La fiscalité des locations aux touristes de biens immobiliers meublés va changer pour 2025 avec 5 nouvelles mesures phares.
1- Un enregistrement obligatoire pour justifier que l’activité est exercée à la résidence principale
Pour une meilleure régulation des meublés de tourisme, vous devrez, en tant que loueur, apporter la preuve que le logement proposé à la location est bien votre résidence principale en l’enregistrant auprès d’un téléservice national. Pour cela, vous devrez fournir votre avis d’imposition établi à votre nom avec l’adresse du meublé de tourisme : soyez donc vigilant lors de vos déclarations de revenus, soit en vérifiant les informations de vote déclaration faite en 2024 ou en modifiant lors de celle de 2025.

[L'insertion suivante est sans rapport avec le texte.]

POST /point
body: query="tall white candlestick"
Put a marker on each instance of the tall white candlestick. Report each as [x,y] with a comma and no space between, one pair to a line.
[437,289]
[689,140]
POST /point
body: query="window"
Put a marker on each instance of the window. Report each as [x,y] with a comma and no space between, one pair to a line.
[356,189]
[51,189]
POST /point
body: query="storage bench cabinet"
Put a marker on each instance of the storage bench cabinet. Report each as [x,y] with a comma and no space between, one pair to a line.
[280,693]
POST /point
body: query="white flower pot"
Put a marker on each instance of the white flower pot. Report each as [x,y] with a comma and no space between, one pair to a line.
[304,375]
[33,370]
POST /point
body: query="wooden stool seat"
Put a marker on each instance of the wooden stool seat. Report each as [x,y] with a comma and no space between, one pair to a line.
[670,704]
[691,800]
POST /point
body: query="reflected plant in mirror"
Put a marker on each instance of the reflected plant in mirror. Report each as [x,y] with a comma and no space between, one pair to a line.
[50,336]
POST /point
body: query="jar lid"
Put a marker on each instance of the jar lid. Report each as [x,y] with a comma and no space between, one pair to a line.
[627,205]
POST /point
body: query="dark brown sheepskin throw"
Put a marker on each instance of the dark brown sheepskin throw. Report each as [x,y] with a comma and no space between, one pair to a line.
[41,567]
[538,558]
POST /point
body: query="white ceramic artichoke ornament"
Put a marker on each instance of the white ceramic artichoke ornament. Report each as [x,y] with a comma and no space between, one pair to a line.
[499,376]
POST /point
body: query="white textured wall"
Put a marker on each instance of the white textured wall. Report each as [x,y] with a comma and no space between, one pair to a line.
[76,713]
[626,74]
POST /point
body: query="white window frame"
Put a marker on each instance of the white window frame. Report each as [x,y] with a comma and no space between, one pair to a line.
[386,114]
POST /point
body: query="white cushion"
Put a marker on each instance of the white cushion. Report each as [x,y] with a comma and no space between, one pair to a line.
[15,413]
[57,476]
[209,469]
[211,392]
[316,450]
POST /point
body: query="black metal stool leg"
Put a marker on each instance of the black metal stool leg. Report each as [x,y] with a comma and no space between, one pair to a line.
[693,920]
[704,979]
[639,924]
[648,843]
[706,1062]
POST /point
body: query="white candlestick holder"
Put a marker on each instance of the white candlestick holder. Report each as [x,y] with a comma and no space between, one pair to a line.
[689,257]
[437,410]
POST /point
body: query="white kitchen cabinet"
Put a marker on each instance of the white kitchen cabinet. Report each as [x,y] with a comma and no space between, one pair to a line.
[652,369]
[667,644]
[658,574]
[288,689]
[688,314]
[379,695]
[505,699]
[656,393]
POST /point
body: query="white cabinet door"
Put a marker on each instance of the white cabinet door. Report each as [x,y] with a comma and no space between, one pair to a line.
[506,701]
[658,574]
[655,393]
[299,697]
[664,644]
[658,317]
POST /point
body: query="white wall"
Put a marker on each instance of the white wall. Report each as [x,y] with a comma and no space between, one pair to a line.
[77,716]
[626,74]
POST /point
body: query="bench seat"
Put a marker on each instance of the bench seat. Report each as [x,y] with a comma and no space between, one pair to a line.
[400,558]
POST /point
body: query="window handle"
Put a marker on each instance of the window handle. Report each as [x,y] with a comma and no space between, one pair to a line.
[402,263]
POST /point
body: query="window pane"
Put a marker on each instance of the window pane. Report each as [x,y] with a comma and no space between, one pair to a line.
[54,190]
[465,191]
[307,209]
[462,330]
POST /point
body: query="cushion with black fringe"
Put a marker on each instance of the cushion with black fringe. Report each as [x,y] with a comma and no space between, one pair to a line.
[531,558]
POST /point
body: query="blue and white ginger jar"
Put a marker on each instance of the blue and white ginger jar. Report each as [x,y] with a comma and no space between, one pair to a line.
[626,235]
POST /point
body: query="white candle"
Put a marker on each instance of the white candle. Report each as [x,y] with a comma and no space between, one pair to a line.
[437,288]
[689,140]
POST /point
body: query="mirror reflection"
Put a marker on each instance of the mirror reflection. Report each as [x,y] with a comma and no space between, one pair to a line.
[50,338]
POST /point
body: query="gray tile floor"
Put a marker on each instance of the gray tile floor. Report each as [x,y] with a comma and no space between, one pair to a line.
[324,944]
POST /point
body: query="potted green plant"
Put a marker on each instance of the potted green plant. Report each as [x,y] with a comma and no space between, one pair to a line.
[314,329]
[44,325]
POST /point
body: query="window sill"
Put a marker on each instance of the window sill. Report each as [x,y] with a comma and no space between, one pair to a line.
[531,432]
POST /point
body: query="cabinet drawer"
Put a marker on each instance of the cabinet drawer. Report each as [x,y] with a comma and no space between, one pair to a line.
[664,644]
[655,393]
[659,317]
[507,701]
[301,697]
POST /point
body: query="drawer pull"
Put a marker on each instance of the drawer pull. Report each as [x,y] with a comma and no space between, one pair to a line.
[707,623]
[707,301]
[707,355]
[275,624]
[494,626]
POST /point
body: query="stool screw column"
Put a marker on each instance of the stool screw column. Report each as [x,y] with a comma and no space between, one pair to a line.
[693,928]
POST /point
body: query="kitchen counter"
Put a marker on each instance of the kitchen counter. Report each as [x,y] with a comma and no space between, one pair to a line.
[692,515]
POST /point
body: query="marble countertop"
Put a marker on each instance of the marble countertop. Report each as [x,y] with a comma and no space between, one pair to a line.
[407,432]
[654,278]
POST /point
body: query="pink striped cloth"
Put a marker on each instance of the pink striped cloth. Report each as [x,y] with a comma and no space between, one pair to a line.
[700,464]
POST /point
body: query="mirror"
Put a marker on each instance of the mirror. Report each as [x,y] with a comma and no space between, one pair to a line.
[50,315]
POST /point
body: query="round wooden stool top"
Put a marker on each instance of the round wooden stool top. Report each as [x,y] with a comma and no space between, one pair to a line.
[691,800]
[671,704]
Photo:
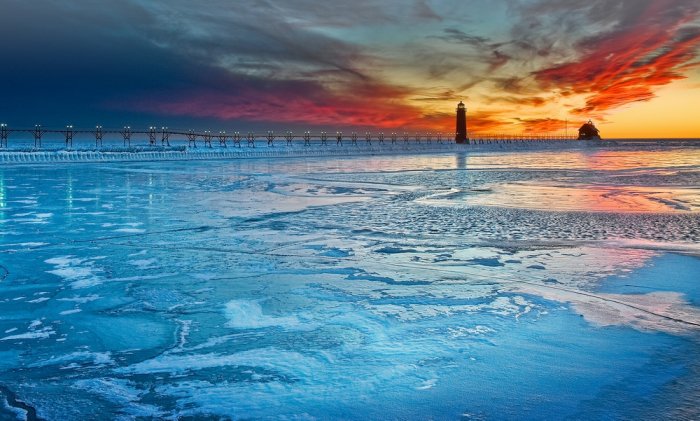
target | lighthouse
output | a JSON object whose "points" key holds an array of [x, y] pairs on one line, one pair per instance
{"points": [[461, 132]]}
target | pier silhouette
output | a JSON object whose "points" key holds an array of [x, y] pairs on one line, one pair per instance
{"points": [[154, 136]]}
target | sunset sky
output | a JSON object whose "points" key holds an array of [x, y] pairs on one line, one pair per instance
{"points": [[633, 66]]}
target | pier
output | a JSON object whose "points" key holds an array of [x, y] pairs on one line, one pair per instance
{"points": [[154, 136]]}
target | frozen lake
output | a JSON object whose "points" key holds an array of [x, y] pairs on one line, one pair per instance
{"points": [[509, 285]]}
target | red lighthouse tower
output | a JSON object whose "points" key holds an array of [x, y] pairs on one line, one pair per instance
{"points": [[461, 131]]}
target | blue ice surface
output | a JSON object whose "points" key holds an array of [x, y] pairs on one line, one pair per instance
{"points": [[667, 272], [251, 290]]}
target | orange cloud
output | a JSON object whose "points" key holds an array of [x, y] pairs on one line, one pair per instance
{"points": [[628, 64]]}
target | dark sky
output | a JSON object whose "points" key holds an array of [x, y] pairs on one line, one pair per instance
{"points": [[521, 65]]}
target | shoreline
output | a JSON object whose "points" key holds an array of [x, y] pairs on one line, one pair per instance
{"points": [[184, 153]]}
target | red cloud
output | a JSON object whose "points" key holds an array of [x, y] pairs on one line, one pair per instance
{"points": [[626, 65]]}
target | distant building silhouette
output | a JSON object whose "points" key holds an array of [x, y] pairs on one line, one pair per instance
{"points": [[588, 132], [461, 132]]}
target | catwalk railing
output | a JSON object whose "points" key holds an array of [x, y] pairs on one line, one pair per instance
{"points": [[163, 136]]}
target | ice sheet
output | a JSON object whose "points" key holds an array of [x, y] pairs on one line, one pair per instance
{"points": [[414, 286]]}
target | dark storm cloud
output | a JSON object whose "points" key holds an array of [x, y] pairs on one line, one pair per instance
{"points": [[647, 44], [87, 60]]}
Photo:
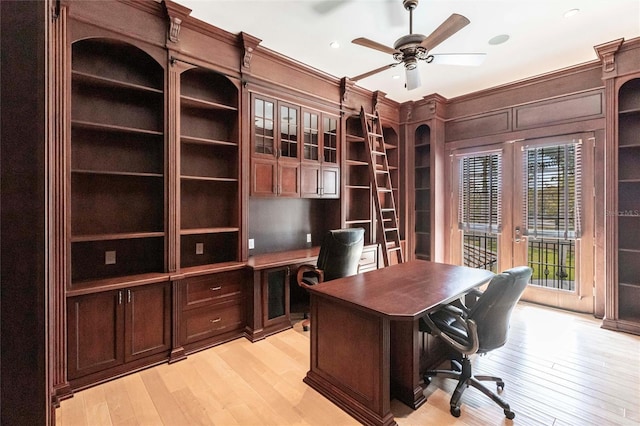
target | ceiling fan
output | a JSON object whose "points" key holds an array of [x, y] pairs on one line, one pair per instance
{"points": [[411, 48]]}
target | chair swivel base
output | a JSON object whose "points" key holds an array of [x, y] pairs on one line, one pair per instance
{"points": [[465, 378]]}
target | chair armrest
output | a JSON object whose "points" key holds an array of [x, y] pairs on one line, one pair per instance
{"points": [[469, 325], [309, 269]]}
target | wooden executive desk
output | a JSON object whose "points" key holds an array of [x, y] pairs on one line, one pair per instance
{"points": [[354, 321]]}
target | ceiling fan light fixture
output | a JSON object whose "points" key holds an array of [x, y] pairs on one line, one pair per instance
{"points": [[499, 39], [571, 12], [410, 63], [413, 78]]}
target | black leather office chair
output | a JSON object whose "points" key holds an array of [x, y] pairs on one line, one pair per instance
{"points": [[479, 329], [339, 255]]}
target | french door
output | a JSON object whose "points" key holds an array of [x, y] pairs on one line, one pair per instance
{"points": [[528, 202]]}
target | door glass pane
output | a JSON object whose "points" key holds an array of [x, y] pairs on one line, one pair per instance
{"points": [[330, 140], [552, 206], [263, 127], [553, 263], [311, 141], [552, 213], [288, 132], [480, 193], [480, 250]]}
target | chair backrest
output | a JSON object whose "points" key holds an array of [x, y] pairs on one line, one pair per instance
{"points": [[340, 253], [492, 311]]}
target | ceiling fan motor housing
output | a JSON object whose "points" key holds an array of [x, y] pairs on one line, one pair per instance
{"points": [[410, 4]]}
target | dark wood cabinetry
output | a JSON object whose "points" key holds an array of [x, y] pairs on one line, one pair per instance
{"points": [[212, 309], [628, 212], [117, 161], [422, 188], [209, 169], [320, 173], [275, 148], [358, 204], [275, 298], [109, 329]]}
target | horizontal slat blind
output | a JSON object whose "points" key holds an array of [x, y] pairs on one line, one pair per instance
{"points": [[480, 193], [553, 192]]}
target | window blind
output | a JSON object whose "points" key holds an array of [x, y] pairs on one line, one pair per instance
{"points": [[480, 193], [553, 191]]}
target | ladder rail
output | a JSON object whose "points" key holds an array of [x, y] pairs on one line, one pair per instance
{"points": [[386, 211]]}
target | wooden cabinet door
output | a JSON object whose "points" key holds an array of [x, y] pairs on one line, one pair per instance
{"points": [[330, 182], [275, 296], [310, 181], [95, 330], [289, 179], [148, 315], [264, 177]]}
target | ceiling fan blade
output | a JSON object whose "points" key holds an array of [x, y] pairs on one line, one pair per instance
{"points": [[413, 78], [372, 72], [464, 59], [452, 25], [328, 6], [374, 45]]}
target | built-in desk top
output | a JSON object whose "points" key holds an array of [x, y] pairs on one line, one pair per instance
{"points": [[405, 291], [283, 258]]}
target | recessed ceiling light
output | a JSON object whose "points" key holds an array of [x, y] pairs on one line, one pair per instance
{"points": [[499, 39], [570, 13]]}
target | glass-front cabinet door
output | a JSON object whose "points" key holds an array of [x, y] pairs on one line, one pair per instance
{"points": [[275, 159]]}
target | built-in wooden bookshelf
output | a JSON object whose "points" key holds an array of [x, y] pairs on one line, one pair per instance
{"points": [[357, 199], [209, 169], [422, 195], [629, 201], [117, 161]]}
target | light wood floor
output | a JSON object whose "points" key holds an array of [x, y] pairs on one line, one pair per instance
{"points": [[560, 369]]}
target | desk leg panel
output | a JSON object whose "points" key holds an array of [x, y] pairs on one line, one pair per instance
{"points": [[350, 360], [406, 382]]}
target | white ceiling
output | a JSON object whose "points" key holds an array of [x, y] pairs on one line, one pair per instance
{"points": [[541, 38]]}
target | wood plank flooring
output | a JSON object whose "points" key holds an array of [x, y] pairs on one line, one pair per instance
{"points": [[560, 369]]}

Attention toutefois au délai : cet enregistrement devra être fait au plus tard le 20 mai 2026, mais le site n’est pour le moment pas disponible.
2- De nouveaux taux pour l’abattement fiscal
- 50 % pour les meublés classés et chambres d’hôtes dans la limite de 77 700 € de revenus locatifs annuels (contre 71 % aujourd’hui dans la limite de 188 700 €) ;
- Et 30 % pour les meublés non classés dans la limite de 15 000 € de revenus locatifs annuels (contre 50 % aujourd’hui dans la limite de 77 700 €).
La conséquence directe de cette mesure sera d’augmenter les revenus pris en compte lors de vos futures déclarations : il sera donc pertinent de faire le point sur la rentabilité de votre activité de location.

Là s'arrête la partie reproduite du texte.